Overall the load seems very high, and response-times slow - to the point where I can't really tell if I'm doing something wrong or if this is expected behaviour.

Full post cold restart logs attached as well: messages-5.txt

NachtaktiverHalbaffe commented 12 months ago

@hilary-luo Any updates?

hilary-luo commented 11 months ago

@sdobbelaere @NachtaktiverHalbaffe I have not forgotten about this, and I will get back to you although I cannot give you a specific timeline.

marredir commented 11 months ago

Hi, I have been interacting on this issue through this ticket. The plan was to contact @hilary-luo via email to start similar tests to the ones mentioned above. But I now have a slightly different setup that I think it is very reliable and hopefully gives us some hints on the problem we are facing. I am running with the discovery server (so create3 and RPI communicates only over USB) on RPI. I have nav2 running on my laptop (so basically RPI has "just" the discovery server) : from what I understand, we probably agree that the discovery process is the faulty one (either increasing by far the CPU usage or by "loosing" some info along the way, TBD). What really makes the trick for me is to be sure that the ntp server is in sync before starting to operate (and by this term I mean SLAM or localization plus quite a lot more of nodes, e.g. vision or others with quite high-speed traffic exploiting tf and IMU and yes, all running on a high-spec laptop). Look here and follow verbatim the instructions: after issuing (from RPI) the command "sudo chronyc clients", if I get the message "blabla is too high, blabla" then I have problems, either I can't see some topics (e.g. scan or tf) or even if I can see them with "ros2 topic echo" from a shell then it is nav2 that fails to activate some components (be it map server or localization or others..). It might be useful if others could replicate this setup ( @NachtaktiverHalbaffe @sdobbelaere can you give it a try?). @hilary-luo: if these discovery problems impact so heavily the create3 CPU can we mitigate them (at least temporarily) via fw having a finer control over the fw? By that the I mean less topics and tune the frequency of them ( I guess most of people use SLAM and localization without caring too much about other topics that are published at high rates). In the old days (I am talking ROS1), the amount of topics to run SLAM and localization was very minimal and even lower rates worked fine.. it is not the best but I think it would alleviate a lot of headaches till we find a more permanent solution. As usual I am available to test and experiment things if needed. Thanks

agorkor commented 11 months ago

Will create3 have a fix for 100% CPU utilization in near future ?

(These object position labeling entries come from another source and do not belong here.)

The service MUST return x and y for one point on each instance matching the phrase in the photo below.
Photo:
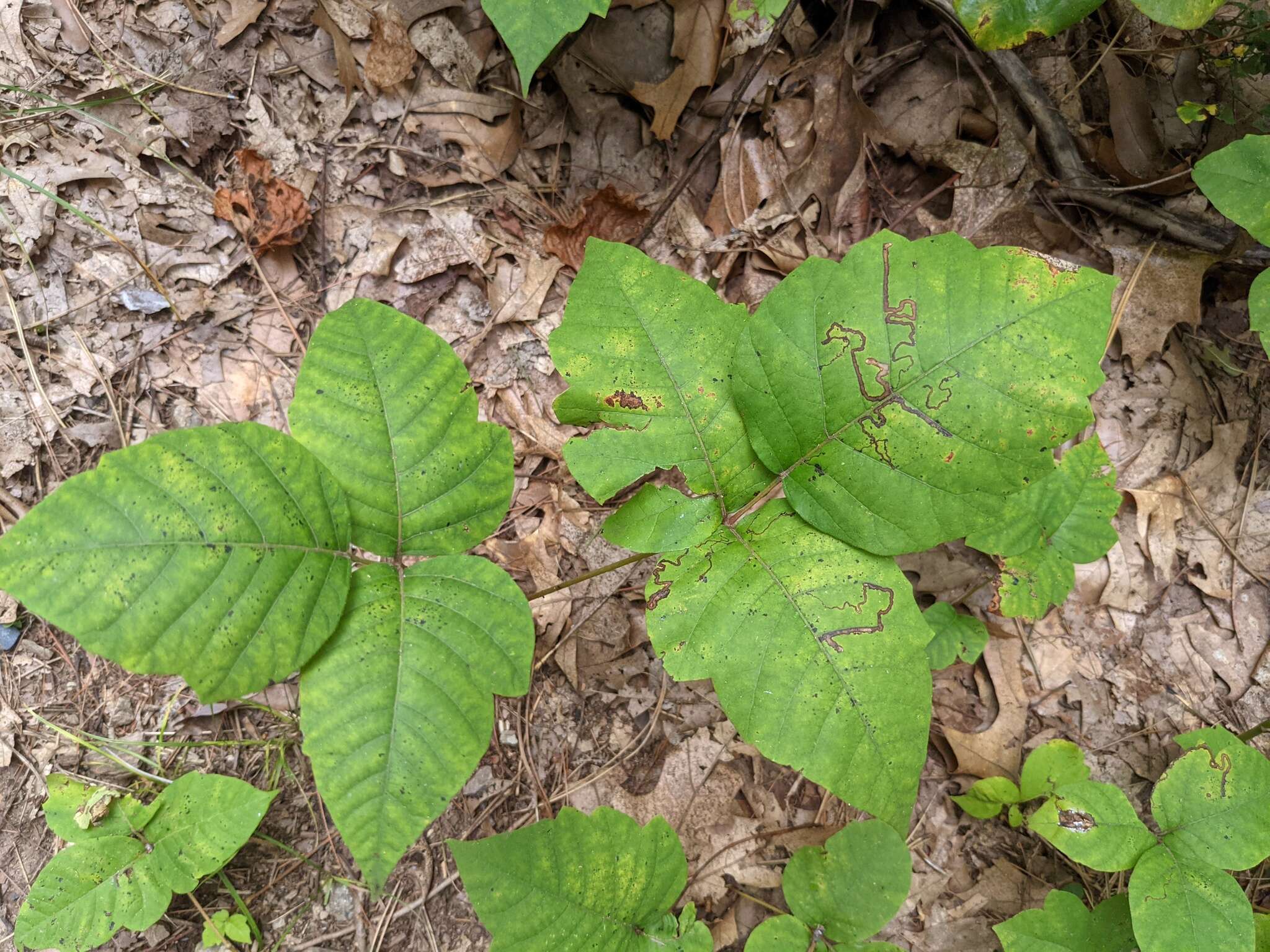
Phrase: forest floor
(445, 193)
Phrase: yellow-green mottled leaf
(1049, 527)
(1186, 904)
(1213, 803)
(1066, 924)
(912, 387)
(214, 552)
(817, 651)
(1236, 179)
(1184, 14)
(91, 890)
(660, 518)
(1259, 307)
(531, 29)
(389, 408)
(1095, 824)
(578, 884)
(398, 707)
(998, 24)
(1053, 764)
(986, 799)
(957, 637)
(854, 884)
(647, 351)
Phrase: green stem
(592, 574)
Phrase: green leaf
(766, 9)
(1212, 801)
(1184, 14)
(214, 552)
(1067, 926)
(1094, 824)
(1053, 764)
(957, 637)
(398, 706)
(1259, 307)
(647, 351)
(230, 927)
(781, 933)
(93, 889)
(533, 30)
(998, 24)
(1185, 904)
(1043, 531)
(660, 519)
(577, 881)
(1236, 179)
(907, 390)
(854, 884)
(70, 803)
(817, 651)
(987, 796)
(390, 409)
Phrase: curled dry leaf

marredir commented 11 months ago

@agorkor looking at the thread there is still quite a lot of uncertainty, and the tickets have been opened for quite a while... but back to the technical problem, also today I had a very reliable session (I added to nav2 ultra sound sensors and it worked reliably for more than 1h): can you guys please check if you see messages like this one you have failures:

"user.notice ntpd: Script called in periodic mode"

Try to issue the following command from RPI and see afterwards the create3 log from the webserver: sudo chronyc clients

Thanks

hilary-luo commented 11 months ago

@agorkor I can't promise a timeline on a universal fix although depending on specifics of your use case there are things that you can do (discovery server for single robot for example, or disabling diagnostics to decrease system load).

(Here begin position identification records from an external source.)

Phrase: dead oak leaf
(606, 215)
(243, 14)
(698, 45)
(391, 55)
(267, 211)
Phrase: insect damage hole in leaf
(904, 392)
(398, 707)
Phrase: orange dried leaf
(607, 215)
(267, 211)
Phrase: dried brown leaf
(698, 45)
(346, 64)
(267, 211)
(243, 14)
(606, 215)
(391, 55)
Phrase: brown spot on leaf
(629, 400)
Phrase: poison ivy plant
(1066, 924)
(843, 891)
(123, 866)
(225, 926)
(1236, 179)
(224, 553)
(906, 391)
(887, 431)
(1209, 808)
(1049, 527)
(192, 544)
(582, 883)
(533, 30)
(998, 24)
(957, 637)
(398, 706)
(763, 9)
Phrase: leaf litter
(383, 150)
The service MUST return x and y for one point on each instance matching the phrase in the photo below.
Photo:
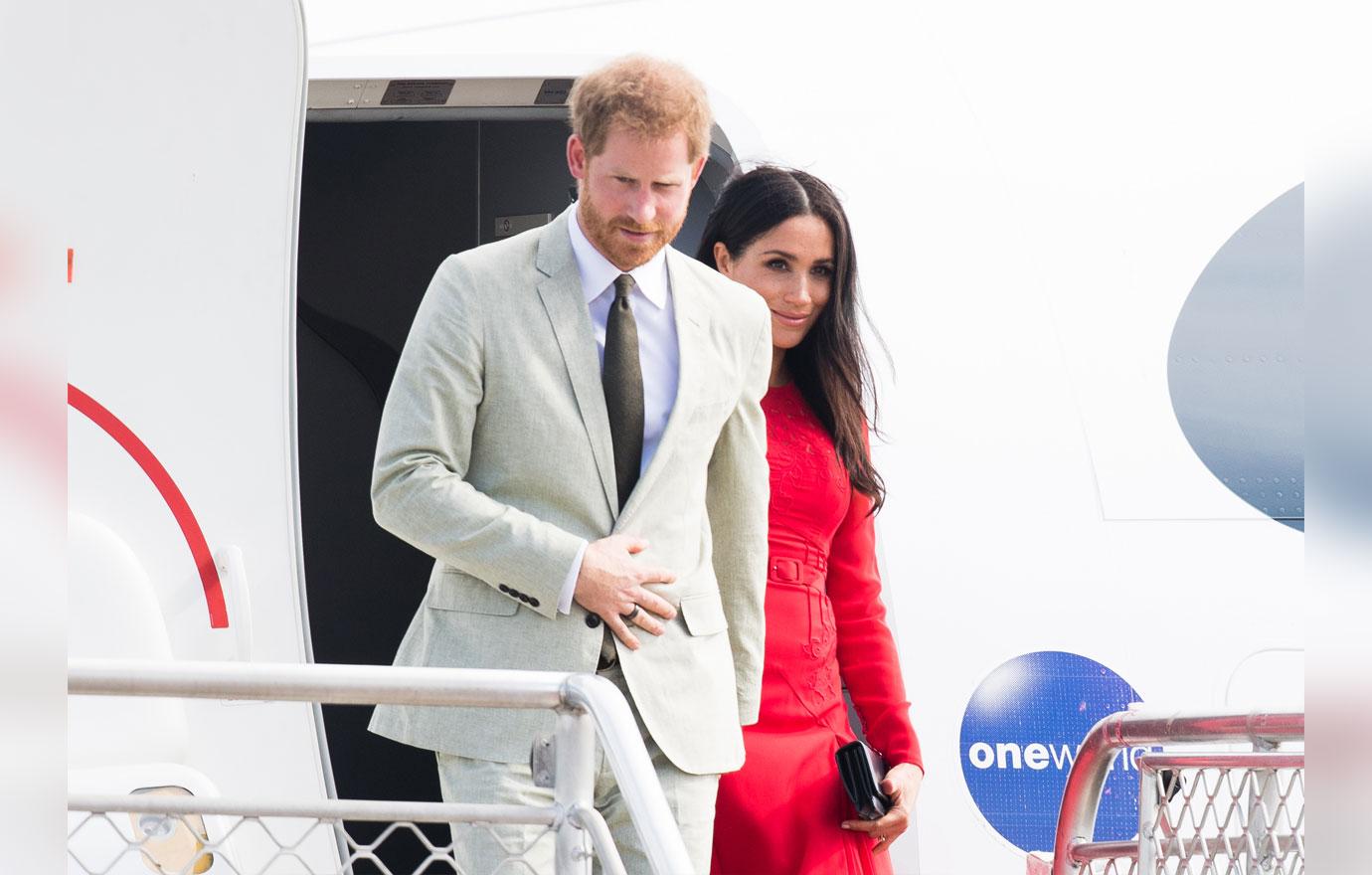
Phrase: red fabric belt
(796, 564)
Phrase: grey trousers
(530, 849)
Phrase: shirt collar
(599, 273)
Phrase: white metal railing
(586, 705)
(1199, 813)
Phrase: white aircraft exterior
(1040, 196)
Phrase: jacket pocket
(704, 613)
(451, 590)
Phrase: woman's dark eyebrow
(789, 257)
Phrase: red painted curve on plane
(170, 494)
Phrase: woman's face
(791, 266)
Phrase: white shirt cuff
(564, 604)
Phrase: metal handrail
(1129, 729)
(577, 698)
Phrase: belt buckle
(785, 570)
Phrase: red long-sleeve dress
(825, 621)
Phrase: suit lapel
(566, 306)
(692, 320)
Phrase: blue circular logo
(1020, 737)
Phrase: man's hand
(610, 585)
(902, 785)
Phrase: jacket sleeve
(866, 650)
(423, 450)
(736, 498)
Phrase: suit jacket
(494, 457)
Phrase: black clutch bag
(862, 769)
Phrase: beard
(621, 253)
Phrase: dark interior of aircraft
(382, 205)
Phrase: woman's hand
(902, 785)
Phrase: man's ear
(722, 261)
(577, 159)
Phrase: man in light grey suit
(575, 434)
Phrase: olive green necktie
(623, 383)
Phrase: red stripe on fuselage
(170, 494)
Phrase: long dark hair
(830, 365)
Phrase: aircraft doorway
(382, 205)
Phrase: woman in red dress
(783, 235)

Things keep coming up that have taken me away from being able to focus on this issue although it is high priority for me.

@marredir thanks for joining the conversation on this ticket and giving an idea to others on what to test. We are limited on what we can do with the create3 firmware given that it is not an open source product. You could mess around with changing the DDS profiles to use that to throttle the topics but I don't think that will be a universal solution that will work for everyone given different people's experience levels.

Simba185 commented 11 months ago

@hilary-luo Thanks for the update.

@marredir Yes my TB4 acts the same, if there is any time sync issue it is erratic, and then a sync issue can occur part way through a test and data will stop working.

For the Turtlebot4 system to be reliable this needs to be resolved.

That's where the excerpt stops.